Lorsqu’on l’interroge, la réponse est toujours la même : l’intention ne peut être prouvée ; la reproduction ne peut pas être entièrement évitée.
Nuire
Un système qui permet la reproduction tout en en niant la responsabilité ne se termine pas par lui-même. Il se soutient en prétendant le contraire.
A ce stade, il est nécessaire de nommer la structure à l’œuvre. Les orques en captivité sont légalement détenues. Leur mouvement est contrôlé. Leurs liens sociaux sont rompus et réorganisés. Leur reproduction est gérée. Leurs corps sont utilisés à des fins lucratives.
Ce que les parcs marins appellent conservation, éducation ou sauvetage est un système de domination : le contrôle total des déplacements, de la reproduction et de la vie sociale d'une autre espèce pour le gain humain.

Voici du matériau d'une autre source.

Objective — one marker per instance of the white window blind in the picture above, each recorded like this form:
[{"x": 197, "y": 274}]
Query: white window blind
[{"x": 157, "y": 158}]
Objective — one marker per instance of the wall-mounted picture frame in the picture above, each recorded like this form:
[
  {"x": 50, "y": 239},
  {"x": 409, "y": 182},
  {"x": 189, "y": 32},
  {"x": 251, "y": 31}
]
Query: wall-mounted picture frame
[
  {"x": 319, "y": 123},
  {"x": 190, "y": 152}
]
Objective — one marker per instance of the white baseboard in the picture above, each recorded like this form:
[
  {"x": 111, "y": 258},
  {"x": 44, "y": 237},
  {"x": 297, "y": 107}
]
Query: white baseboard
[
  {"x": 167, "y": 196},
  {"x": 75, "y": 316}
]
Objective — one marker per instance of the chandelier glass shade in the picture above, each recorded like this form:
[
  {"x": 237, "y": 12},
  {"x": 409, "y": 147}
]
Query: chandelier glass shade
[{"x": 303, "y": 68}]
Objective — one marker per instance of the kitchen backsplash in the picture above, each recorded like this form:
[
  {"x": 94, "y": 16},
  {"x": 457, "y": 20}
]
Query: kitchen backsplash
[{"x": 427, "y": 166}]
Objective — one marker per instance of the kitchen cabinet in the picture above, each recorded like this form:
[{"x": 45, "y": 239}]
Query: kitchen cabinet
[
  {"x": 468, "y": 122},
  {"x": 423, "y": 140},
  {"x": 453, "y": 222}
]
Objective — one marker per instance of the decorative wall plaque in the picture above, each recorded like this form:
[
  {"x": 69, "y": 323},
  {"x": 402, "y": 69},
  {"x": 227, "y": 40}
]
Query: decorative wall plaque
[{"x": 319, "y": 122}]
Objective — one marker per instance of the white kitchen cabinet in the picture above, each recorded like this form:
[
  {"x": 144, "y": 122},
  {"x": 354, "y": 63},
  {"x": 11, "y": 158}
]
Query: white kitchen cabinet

Quand on regarde l’histoire, il existe de nombreux exemples de tels systèmes de domination, des systèmes qui ont persisté longtemps après que leur cruauté ait été comprise. L’esclavage, par exemple : sa brutalité n’a pas été une révélation arrivée à l’abolition. C’était connu. Ce qui a retardé sa fin, ce n’était pas l’ignorance, mais la légalité. Profit. Euphémisme.
La captivité des orques occupe désormais une position morale similaire. Ses méfaits sont largement reconnus. Sa continuation ne dépend pas du doute, mais des failles, du greenwashing et de la lenteur des habitudes.
Violation
La question n’est pas de savoir comment améliorer la captivité. Il s’agit de savoir comment empêcher que cela continue. Cela nécessite de combler les lacunes.
Premièrement, aucune nouvelle orque ne devrait être prise en captivité dans des conditions toutes circonstances. Le sauvetage ne doit pas signifier le transfert de l’océan au réservoir. Lorsqu’une intervention est nécessaire, elle doit avoir lieu dans des environnements océaniques avec un objectif exécutoire de libération. Le confinement permanent ne peut pas être une issue acceptable à un échouage.
Deuxièmement, la conservation doit être légalement défini d'une manière qui nécessite un résultat en matière de conservation. Si un animal ne retourne jamais dans la nature et ne renforce jamais une population sauvage, alors sa captivité est pas conservation.
Troisièmement, l'élevage doit être absolument interdit. Pas découragé. Pas géré. Interdit. Avec une surveillance indépendante, des rapports transparents et des sanctions en cas de violation. Sans cela, toute autre réforme ne serait que cosmétique.
Domination
Les populations d’orques captives existantes doivent être gérées en vue de leur extinction. C’est une vérité inconfortable, mais inévitable. De nombreuses orques captives, sinon la totalité, ne peuvent pas être relâchées. C'est tragique. Cela ne justifie pas d’en créer davantage.
Mettez fin au cycle de reproduction. Laissez la population restante décliner naturellement. Arrêtez de créer de futurs captifs.
Les orques déjà dans les bassins ne peuvent pas retrouver la vie qui leur a été volée. Mais les lacunes juridiques et linguistiques qui les y mettent peuvent absolument être démantelées. Qu’ils soient démantelés ou simplement préservés sous de nouveaux euphémismes, cela déterminera la manière dont cette époque sera jugée.
L’histoire n’est pas tendre avec les systèmes de domination une fois que leurs méfaits sont compris. Il se demande seulement pourquoi ils ont été autorisés à continuer si longtemps.